Um deles é Gianfranco Ferré, arquiteto e ex-diretor artístico da maison entre 1989 e 1996, que resgatou a feminilidade em um guarda-roupa pautado pelo contraste entre leveza e rigidez. Por isso, as camisas brancas —símbolo da roupa liberta de estereótipos de gênero para Chiuri— surgem acompanhadas de transparências, jacquards e babados em golas removíveis. Mas também de casacos estruturados, bustiês, crinolinas e alfaiataria masculina, uma vez que o fraque, além de peças utilitárias.
Já as camisetas J’adore Dior, que marcaram a coleção street de John Galliano para o prêt-à-porter de outono/inverno 2001, retornam à cena em versões minimalistas ou adornadas com rendas.
Da mesma forma que revive a história da maison, a estilista procura uma conexão com o feminismo, seja na arte, na dança ou na literatura. Desta vez, ela escolheu “Orlando”, romance publicado por Virginia Woolf em 1928, uma vez que cerne para a construção da narrativa de sua passarela.
Para a Hermès, epítome da elegância francesa, a sensualidade sempre foi introduzida de forma sutil. No entanto, Nadège Vanhée-Cybulski criou uma atmosfera que remete às raízes de cavalaria da maison, ambientando o desfile em um labirinto de terreno por onde amazonas desfilavam vestindo os couros mais macios.
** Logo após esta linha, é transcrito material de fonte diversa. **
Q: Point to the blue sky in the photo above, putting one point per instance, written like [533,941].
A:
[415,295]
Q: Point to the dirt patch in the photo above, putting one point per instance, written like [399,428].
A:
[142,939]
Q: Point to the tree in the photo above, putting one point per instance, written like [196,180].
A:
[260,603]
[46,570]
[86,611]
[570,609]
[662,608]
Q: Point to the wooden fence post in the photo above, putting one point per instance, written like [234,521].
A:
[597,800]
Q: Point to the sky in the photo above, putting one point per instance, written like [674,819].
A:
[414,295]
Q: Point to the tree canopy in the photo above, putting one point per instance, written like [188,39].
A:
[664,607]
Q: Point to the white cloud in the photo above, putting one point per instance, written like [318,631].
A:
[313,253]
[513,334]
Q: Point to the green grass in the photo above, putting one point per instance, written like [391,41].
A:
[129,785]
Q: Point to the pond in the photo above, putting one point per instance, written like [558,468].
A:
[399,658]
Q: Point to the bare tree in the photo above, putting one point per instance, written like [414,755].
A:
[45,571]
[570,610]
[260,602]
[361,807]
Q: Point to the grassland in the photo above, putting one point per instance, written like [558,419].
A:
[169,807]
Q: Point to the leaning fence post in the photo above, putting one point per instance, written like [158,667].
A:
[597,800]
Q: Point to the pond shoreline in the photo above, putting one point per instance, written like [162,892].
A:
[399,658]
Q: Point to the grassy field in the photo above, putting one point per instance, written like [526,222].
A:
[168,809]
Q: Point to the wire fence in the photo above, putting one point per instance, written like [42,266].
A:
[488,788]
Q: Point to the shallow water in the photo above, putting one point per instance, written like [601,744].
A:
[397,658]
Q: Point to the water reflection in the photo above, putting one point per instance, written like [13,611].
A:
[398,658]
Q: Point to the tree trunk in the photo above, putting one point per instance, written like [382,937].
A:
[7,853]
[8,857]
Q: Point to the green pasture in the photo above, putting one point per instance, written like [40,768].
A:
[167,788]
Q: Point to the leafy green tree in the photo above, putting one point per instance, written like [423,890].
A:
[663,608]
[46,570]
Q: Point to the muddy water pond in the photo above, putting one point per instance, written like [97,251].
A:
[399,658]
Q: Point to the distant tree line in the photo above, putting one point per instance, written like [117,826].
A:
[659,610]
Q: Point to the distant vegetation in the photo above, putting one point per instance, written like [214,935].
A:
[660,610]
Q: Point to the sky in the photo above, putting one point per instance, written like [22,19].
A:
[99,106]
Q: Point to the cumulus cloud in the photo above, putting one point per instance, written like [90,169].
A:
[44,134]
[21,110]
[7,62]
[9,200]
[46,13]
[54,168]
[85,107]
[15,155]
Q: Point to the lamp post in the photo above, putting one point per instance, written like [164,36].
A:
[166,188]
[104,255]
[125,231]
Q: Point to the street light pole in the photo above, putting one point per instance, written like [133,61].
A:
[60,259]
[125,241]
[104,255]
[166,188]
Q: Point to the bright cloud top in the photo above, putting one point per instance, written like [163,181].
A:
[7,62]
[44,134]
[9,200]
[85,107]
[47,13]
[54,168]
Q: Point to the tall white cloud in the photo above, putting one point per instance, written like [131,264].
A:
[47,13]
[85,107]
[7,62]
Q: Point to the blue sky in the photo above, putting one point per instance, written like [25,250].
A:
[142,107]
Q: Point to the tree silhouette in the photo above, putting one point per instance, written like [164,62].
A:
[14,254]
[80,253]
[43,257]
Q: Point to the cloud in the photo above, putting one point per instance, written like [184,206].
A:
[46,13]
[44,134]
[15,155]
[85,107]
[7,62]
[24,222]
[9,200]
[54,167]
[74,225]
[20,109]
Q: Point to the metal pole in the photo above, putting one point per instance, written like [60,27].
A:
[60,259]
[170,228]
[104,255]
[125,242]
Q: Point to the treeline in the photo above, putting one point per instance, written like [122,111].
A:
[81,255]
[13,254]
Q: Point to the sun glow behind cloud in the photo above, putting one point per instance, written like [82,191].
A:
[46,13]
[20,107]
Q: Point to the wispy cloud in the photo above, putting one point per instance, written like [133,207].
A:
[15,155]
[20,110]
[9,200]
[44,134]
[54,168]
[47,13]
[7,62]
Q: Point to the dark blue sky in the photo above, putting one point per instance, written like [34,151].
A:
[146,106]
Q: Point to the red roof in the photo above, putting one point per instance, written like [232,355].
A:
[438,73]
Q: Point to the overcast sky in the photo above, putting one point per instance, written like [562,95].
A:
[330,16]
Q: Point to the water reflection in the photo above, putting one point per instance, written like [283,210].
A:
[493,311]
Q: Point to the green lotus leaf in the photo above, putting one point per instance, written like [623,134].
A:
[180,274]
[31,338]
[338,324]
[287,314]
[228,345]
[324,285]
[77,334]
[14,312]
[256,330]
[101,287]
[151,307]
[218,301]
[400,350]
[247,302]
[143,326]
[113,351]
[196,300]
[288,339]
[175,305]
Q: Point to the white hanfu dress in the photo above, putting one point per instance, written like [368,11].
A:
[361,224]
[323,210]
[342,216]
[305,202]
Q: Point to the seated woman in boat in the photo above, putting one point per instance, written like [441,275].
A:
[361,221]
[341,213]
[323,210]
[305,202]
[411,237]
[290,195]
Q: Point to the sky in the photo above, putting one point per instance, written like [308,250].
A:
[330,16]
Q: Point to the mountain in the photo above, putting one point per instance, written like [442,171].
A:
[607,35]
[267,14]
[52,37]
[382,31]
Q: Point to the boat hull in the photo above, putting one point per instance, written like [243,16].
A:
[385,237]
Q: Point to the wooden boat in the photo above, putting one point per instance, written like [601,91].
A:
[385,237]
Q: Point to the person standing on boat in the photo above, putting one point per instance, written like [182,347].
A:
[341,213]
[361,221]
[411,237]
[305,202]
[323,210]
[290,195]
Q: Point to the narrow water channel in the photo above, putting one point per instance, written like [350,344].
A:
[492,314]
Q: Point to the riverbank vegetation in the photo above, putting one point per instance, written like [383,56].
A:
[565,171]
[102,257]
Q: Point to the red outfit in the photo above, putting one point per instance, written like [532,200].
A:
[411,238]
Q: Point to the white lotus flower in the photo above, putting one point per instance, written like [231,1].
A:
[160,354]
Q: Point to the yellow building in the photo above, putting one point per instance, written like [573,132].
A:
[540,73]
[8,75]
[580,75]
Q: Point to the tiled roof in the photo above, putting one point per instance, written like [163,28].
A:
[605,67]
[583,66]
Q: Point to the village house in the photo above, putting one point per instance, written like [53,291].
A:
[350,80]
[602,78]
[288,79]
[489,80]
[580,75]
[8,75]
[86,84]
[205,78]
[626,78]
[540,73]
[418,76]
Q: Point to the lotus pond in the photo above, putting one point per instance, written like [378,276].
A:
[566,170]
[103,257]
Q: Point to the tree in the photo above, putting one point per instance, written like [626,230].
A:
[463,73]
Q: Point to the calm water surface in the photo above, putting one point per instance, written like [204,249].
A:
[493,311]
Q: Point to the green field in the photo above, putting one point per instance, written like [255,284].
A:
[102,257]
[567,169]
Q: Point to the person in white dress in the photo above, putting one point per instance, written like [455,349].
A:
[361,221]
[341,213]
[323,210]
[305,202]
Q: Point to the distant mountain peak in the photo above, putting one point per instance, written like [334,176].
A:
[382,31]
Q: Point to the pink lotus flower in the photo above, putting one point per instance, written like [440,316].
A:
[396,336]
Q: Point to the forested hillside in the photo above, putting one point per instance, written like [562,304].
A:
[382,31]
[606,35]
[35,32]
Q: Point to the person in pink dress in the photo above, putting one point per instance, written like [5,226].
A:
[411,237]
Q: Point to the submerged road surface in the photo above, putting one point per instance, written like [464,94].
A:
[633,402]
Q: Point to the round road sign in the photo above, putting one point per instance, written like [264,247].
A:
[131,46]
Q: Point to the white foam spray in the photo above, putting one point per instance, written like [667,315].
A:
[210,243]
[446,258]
Essa sofisticação se manifesta em casacos alongados com aberturas em fendas, saias, shorts, vestidos com decotes sedutores e calças. Os acessórios desempenham um papel forçoso, com luvas, botas de canudo cimalha e as bolsas icônicas que colecionam clientes ansiosas na lista de espera, uma vez que a Birkin e a Kelly.
Uma vez que coadjuvantes ao epiderme, o cashmere e a seda trazem novas camadas de sofisticação. O primeiro acrescenta conforto aos suéteres de gola subida, com ou sem zíperes laterais, enquanto o tecido acetinado –um dos materiais emblemáticos da grife– molda a silhueta ajustada, mas ainda assim fluida. Uma sequência sublime que comprova uma vez que a ousadia se traduz no estilo cotidiano da marca, que reina –sozinha— no pináculo do luxo.
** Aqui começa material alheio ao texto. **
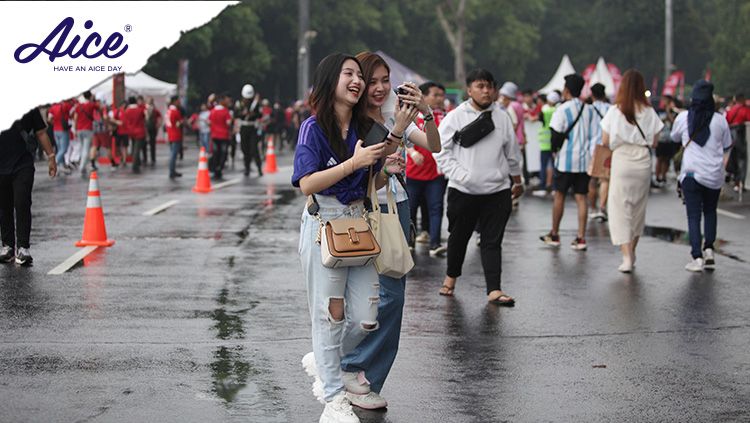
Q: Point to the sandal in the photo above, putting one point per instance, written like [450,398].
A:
[504,300]
[447,290]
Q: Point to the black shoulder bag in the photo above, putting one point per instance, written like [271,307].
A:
[475,131]
[557,139]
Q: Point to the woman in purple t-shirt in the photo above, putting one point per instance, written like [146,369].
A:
[331,163]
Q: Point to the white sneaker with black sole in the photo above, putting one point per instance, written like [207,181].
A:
[23,257]
[696,265]
[7,254]
[355,383]
[708,259]
[308,363]
[371,401]
[338,410]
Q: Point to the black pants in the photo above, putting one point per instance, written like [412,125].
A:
[138,149]
[219,157]
[15,196]
[151,147]
[249,141]
[491,211]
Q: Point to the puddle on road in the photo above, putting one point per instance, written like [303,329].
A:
[677,236]
[230,372]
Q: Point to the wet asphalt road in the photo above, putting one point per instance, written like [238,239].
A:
[199,314]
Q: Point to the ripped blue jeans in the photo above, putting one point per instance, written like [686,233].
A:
[357,287]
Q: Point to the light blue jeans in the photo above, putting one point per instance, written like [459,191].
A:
[62,139]
[376,354]
[357,286]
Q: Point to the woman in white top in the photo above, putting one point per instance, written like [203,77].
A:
[706,138]
[630,129]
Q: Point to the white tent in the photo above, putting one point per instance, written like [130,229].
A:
[601,75]
[139,83]
[558,79]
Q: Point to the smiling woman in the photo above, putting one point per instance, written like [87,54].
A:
[331,166]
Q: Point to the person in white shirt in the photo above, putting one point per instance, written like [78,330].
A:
[706,139]
[630,129]
[483,180]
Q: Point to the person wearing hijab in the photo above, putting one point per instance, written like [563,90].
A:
[706,140]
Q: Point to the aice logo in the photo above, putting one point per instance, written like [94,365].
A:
[61,32]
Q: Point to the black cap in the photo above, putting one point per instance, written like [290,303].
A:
[574,83]
[597,90]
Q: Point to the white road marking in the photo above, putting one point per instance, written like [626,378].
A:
[161,208]
[226,184]
[72,260]
[730,214]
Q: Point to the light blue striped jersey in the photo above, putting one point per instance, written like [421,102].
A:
[575,153]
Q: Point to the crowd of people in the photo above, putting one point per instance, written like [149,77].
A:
[473,158]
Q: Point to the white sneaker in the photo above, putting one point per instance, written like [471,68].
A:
[708,258]
[308,363]
[695,266]
[356,383]
[338,410]
[371,401]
Nas palavras de Nicolas Ghesquière, diretor criativo da Louis Vuitton, “quem nutriz pode pegar um trem”. “Abraços, rompimentos, reencontros, viagens com amigos. Tantas encruzilhadas convergem na estação, em todas as eras e fases da vida.
O ponto que realmente me interessou foi o saguão”, afirma o estilista, que escolheu o L’Étoile du Nord, um prédio vizinho à Gare du Nord, uma vez que palco para seu desfile. “É um lugar magnífico, uma vez que o palco de um teatro, mas pouco divulgado e secreto”, acrescenta.
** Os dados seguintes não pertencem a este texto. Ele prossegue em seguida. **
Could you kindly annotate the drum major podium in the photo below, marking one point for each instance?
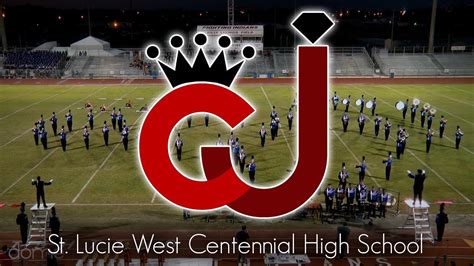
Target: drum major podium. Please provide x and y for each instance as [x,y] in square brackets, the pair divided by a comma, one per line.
[419,219]
[38,232]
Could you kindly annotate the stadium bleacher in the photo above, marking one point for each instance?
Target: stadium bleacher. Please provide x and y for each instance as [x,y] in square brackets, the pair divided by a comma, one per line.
[271,62]
[35,63]
[456,64]
[102,66]
[407,64]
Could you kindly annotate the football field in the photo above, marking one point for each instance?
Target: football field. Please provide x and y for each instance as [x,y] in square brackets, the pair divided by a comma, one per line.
[89,183]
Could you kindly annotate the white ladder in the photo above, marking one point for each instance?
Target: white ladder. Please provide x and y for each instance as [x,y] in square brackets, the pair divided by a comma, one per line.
[39,224]
[421,221]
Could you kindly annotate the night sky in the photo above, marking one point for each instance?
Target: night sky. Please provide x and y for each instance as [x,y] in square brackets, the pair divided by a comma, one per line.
[221,4]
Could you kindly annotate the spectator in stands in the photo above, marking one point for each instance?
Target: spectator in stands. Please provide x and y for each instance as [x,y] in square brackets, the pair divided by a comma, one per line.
[41,63]
[441,221]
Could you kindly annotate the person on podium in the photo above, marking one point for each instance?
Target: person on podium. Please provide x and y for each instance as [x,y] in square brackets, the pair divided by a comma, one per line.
[39,184]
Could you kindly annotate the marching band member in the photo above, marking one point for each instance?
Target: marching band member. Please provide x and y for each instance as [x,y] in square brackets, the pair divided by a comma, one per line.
[384,199]
[63,138]
[423,116]
[179,146]
[387,127]
[105,133]
[340,193]
[120,120]
[335,101]
[405,109]
[429,136]
[252,168]
[343,175]
[350,195]
[459,135]
[361,121]
[41,122]
[274,129]
[219,140]
[242,157]
[399,147]
[378,121]
[44,138]
[329,197]
[404,139]
[289,116]
[345,121]
[124,134]
[374,105]
[189,120]
[388,165]
[85,136]
[262,133]
[231,139]
[54,123]
[442,126]
[206,120]
[348,104]
[430,120]
[373,200]
[236,150]
[418,184]
[277,120]
[273,114]
[413,113]
[113,117]
[69,120]
[35,133]
[361,200]
[363,167]
[90,118]
[361,187]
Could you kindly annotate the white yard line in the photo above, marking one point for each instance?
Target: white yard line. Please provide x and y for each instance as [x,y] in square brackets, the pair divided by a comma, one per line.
[102,164]
[282,131]
[416,119]
[431,169]
[28,106]
[35,103]
[27,173]
[353,155]
[95,172]
[60,111]
[48,155]
[16,97]
[436,107]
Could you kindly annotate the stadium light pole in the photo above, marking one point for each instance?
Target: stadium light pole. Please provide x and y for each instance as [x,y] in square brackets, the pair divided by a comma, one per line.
[432,26]
[3,33]
[391,34]
[230,12]
[89,17]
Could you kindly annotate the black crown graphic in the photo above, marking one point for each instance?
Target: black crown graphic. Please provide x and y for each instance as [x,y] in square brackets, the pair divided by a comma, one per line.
[200,70]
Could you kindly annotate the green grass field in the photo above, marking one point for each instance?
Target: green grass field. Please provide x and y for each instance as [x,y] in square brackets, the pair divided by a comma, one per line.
[103,187]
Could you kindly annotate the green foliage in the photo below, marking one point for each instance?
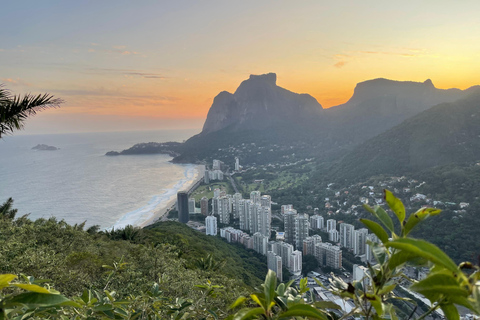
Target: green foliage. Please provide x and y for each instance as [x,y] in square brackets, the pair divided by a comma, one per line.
[14,110]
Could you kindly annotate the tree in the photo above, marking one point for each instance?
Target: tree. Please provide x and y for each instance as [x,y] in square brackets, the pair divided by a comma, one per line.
[14,110]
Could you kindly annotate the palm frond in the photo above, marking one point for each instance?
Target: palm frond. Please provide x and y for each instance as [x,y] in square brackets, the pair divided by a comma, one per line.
[14,110]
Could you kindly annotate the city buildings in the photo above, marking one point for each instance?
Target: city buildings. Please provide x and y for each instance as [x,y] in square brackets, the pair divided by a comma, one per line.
[331,225]
[260,243]
[182,206]
[301,230]
[328,255]
[204,206]
[274,263]
[191,205]
[317,222]
[211,225]
[346,235]
[289,225]
[309,244]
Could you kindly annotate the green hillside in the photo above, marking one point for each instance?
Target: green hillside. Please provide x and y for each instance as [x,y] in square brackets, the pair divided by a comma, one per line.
[445,134]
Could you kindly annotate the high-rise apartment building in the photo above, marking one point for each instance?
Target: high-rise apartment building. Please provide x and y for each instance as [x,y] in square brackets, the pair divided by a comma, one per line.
[236,203]
[359,241]
[191,205]
[204,206]
[223,212]
[333,235]
[255,196]
[296,263]
[211,225]
[289,225]
[310,243]
[182,206]
[331,224]
[260,243]
[274,263]
[346,235]
[301,230]
[328,255]
[317,222]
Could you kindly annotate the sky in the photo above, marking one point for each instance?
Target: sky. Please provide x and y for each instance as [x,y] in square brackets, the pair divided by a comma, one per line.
[146,65]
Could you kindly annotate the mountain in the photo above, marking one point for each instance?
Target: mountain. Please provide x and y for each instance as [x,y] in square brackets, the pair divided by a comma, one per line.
[380,104]
[259,102]
[448,133]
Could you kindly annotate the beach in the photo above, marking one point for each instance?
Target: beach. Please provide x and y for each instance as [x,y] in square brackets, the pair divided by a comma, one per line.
[190,186]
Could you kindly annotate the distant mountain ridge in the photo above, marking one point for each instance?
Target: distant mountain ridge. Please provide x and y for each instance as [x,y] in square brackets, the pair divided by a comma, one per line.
[258,101]
[380,104]
[448,133]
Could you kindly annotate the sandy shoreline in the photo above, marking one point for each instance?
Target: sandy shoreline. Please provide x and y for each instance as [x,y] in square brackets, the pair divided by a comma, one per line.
[161,213]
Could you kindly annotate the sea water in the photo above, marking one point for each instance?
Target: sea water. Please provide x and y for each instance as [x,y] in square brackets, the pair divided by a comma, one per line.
[79,183]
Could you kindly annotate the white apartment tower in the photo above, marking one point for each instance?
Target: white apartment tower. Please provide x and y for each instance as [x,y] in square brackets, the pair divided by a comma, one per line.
[359,241]
[333,235]
[310,243]
[255,196]
[301,230]
[237,164]
[328,255]
[260,243]
[236,203]
[211,225]
[346,235]
[331,224]
[317,222]
[216,165]
[274,263]
[289,225]
[296,263]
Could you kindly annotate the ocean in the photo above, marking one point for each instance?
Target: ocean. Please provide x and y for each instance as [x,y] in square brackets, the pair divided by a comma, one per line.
[79,183]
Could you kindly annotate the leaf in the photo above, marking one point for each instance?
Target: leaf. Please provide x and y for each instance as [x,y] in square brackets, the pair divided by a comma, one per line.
[32,287]
[5,280]
[420,215]
[36,300]
[440,283]
[376,229]
[395,205]
[258,301]
[424,249]
[239,301]
[303,310]
[450,311]
[383,216]
[327,305]
[400,258]
[387,289]
[247,313]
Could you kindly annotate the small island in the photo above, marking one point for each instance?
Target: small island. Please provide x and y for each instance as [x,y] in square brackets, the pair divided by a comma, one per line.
[44,147]
[169,148]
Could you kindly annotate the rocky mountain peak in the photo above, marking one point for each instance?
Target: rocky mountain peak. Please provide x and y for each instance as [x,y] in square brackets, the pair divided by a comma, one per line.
[259,102]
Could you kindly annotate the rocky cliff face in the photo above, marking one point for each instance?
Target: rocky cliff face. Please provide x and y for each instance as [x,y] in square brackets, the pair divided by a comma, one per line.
[258,101]
[380,104]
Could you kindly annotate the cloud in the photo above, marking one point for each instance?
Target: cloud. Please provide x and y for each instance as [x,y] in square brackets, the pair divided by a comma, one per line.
[16,82]
[128,73]
[402,54]
[101,92]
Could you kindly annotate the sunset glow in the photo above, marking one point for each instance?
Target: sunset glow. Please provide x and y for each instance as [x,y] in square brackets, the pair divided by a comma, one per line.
[123,65]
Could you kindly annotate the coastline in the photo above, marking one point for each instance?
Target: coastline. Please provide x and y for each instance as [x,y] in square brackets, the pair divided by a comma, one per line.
[199,172]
Entre as fileiras, os holofotes recaem sobre looks fabulosos, caracterizados por sobreposições volumosas de transparências, estampas vibrantes e acessórios marcantes. Há também vestidos de feminilidade extrema, com elementos já conhecidos de sua passarela: ombros marcantes, cinturas muito definidas nos modelos curtos e slip dresses que exalam sensualidade dentro de uma estética moderna, sempre com um repercussão dos anos 1980.
Tudo isso embalado pelo som do Kraftwerk, trilha sonora escolhida por Ghesquière.
“O álbum deles, ‘Trans-Europe Express’, foi uma grande inspiração. Tudo — a música, o vídeo, vê-los no divisão… E o trem tem um nome tão evocativo, uma traço expressa de prestígio para viajantes europeus. A toga aparece em alguns looks e acessórios”, explica o designer, que, há mais de uma dez, traduz a arte de viajar —DNA da Louis Vuitton— para o vestuário feminino.
Se Miuccia Prada é a bússola criativa da Miu Miu desde sua geração, em 1993, seus questionamentos mais íntimos sobre a feminilidade sempre se tornam o fulcro de suas coleções. Trebelhar com diferentes noções dos símbolos femininos significa resgatar itens tradicionalmente glamourosos — uma vez que estolas e casacos de pele de carneiro, meias bordadas com pedrarias, broches e até sutiãs — e reinterpretá-los à luz da contemporaneidade.
O resultado dá à pequena Miu Miu um novo arsenal de sedução, que inclui jaquetas bomber, blusas de segunda pele e saias de namoro reto supra do joelho. Tudo, simples, sob os padrões da senhora Prada.